Monday, December 31, 2012

Ringing in the New Year ~ Dennis, MA Newborn Photographer

Instead of staying home and having a relaxing Christmas as a family of three, this little one's mama spent Christmas welcoming her newest joy into her life!


At only 6 days old, Joyce gave her mom and I a run for our money today!  I wondered if she would sleep at all!  So we wrapped her up good and tight like a little baby burrito!



How lucky was I to capture those beautiful blue eyes?!  And that hair!!!


Then Joyce decided it was time to take a little snooze!  And she was ever so cooperative!!


We finished up the session with some photos in a Christmas basket to celebrate her very special birthday!


What a special way for me to celebrate New Year's Eve.  Thank you Joyce ❤ ❤ ❤







Sunday, December 23, 2012

New Website!!!

I have been working on my web page for a week and it is now online!  It is almost finished!  I just wanted to share the link so you could check it out :)

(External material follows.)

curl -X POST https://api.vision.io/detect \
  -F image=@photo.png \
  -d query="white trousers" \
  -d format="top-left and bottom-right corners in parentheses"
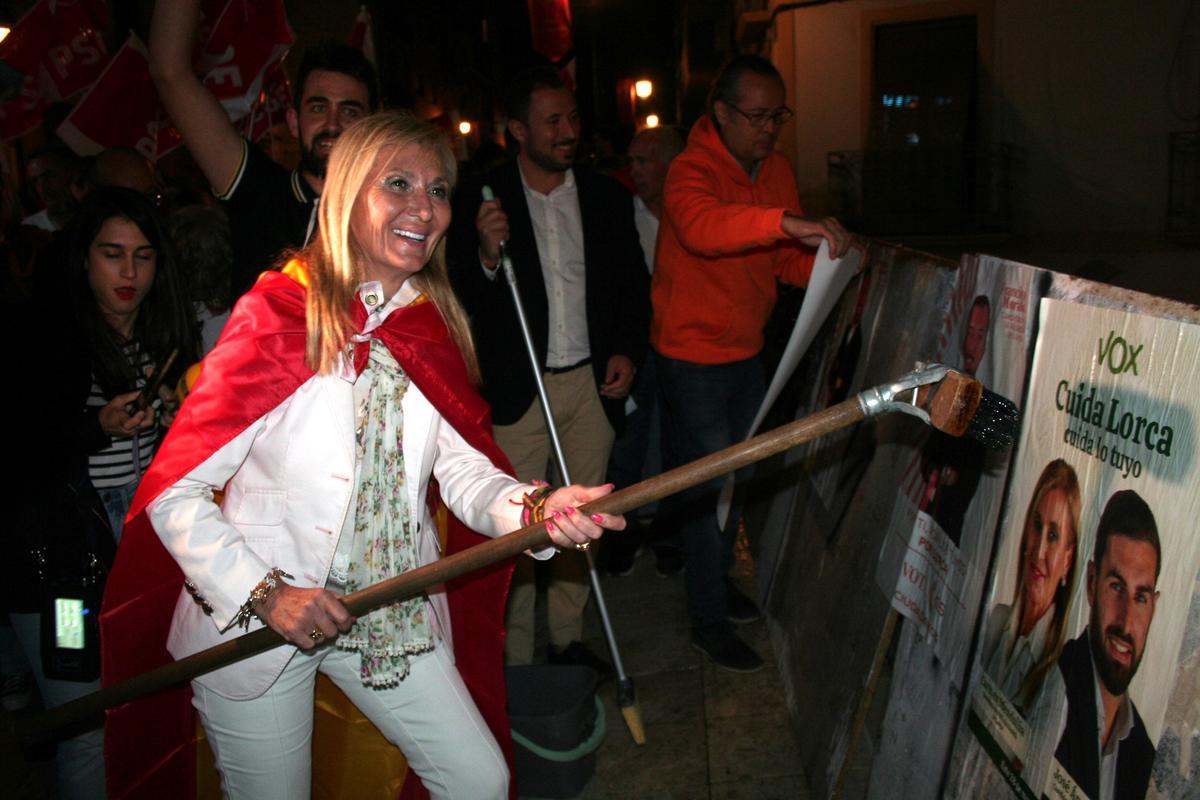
top-left (192, 643), bottom-right (509, 800)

http://kristymutchler15.wix.com/capturing-grace

Best of 2012!

Not every photograph, and not every moment, will take your breath away.  But it's those that do that keep us moving forward, always wanting more!

My passion for photography began as a desire to take a moment and keep it forever, before it slipped through my fingers with the passing of time.

In the last six months I have created many images that I deem "breathtaking."  Sometimes it is the eyes that draw me in, or sometimes the look I have captured between two people that show how much love is shared.  Sometimes it is the symbolism, the way one image stands for so much that is right with the world.  Sometimes it is simply the colors, shapes and composition that makes me unable to look away.  Whatever it is those photos, those moments, are what keep me yearning for more.  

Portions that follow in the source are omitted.